Predictability becomes as valuable as craftsmanship.


Clear explanations matter. Straight answers matter. Defined scope matters. A homeowner is not simply purchasing materials and labor. They are granting access to the most valuable physical asset they own. The experience surrounding that process carries weight.


Beyond the Questions: Building Trust


Questions usually sound practical on the surface...

Is this repairable, or does the roof

require replacement?

How urgent is the issue?



What caused the failure?



What prevents it from happening again?


How long will the work take?


What exactly will be done?



Beneath those questions sits something more fundamental.


Can this contractor be trusted inside the decision-making process?


Trust comes from consistency – explanations that make sense, work that matches the plan, and timelines that hold. From a jobsite that reflects professionalism rather than disruption.


Questions, at their core are about risk management.

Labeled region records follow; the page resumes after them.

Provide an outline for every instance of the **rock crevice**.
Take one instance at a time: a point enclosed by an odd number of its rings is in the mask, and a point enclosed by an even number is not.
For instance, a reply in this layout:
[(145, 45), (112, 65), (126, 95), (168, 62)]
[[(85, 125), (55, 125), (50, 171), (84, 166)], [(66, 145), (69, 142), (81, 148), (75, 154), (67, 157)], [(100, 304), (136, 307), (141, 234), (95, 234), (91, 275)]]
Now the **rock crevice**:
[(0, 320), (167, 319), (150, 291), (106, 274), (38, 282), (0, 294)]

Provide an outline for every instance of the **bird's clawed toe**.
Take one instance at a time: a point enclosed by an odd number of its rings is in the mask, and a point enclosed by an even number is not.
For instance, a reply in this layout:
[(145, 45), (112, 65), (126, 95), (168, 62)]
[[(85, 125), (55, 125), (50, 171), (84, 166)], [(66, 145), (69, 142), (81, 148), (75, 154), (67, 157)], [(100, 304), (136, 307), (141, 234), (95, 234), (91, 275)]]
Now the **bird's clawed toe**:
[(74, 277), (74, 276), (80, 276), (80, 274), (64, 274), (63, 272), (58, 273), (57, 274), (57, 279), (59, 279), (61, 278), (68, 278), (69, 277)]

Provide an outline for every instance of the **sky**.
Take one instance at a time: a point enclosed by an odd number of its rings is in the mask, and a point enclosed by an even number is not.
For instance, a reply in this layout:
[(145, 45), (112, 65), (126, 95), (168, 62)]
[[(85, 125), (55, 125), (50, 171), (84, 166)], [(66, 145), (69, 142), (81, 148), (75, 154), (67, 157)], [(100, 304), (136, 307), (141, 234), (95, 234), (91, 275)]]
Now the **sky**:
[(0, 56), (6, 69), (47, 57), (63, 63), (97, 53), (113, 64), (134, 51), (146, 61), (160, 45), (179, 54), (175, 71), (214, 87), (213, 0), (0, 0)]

Water intrusion does not negotiate. Weather does not accommodate scheduling mistakes. Improper flashing does not fail politely. When failures occur, they compound. Damaged decking leads to compromised insulation. Compromised insulation leads to temperature imbalance. Moisture leads to mold, staining, rot, and gradual structural deterioration.

Homeowners are not reacting to a single defect. They are reacting to potential cascading consequences.


That is why the initial conversation matters.


An inspection is not merely a procedural step. It is a diagnostic process. Understanding roof condition, ventilation performance, drainage behavior, flashing integrity, material lifespan, and prior repair history determines whether a solution addresses symptoms or root causes.

Shortcuts tend to resurface.


Temporary patches masquerade as permanent fixes. Cosmetic adjustments hide underlying weaknesses. Misdiagnosed problems reappear during the next storm cycle. The homeowner ends up paying twice — once for reassurance, once for correction.


Clarity reduces repeat problems. Defined scope reduces misunderstandings.


The Value of a Written Plan


A written plan defines what will be done and what to expect. It turns an ambiguous service into a controlled project.

Homeowners value this more than marketing language.


  • They call when they want straight answers about what they are seeing.


  • They call when they want to understand risk before damage spreads.


  • They call when they want work performed without unnecessary friction.


  • They call when they want the project to feel controlled rather than chaotic.


Because a home is not a jobsite. It is a living environment.


Noise, debris, access, scheduling, and site organization are not minor details from the homeowner's perspective. They directly affect daily life. Professionalism expresses itself not only through technical execution but through how the work integrates with the homeowner's space.


In the end, the decision rarely centers on shingles alone. It centers on confidence.

Confidence that the diagnosis is accurate.


Confidence that the scope is defined.


Confidence that timelines are realistic.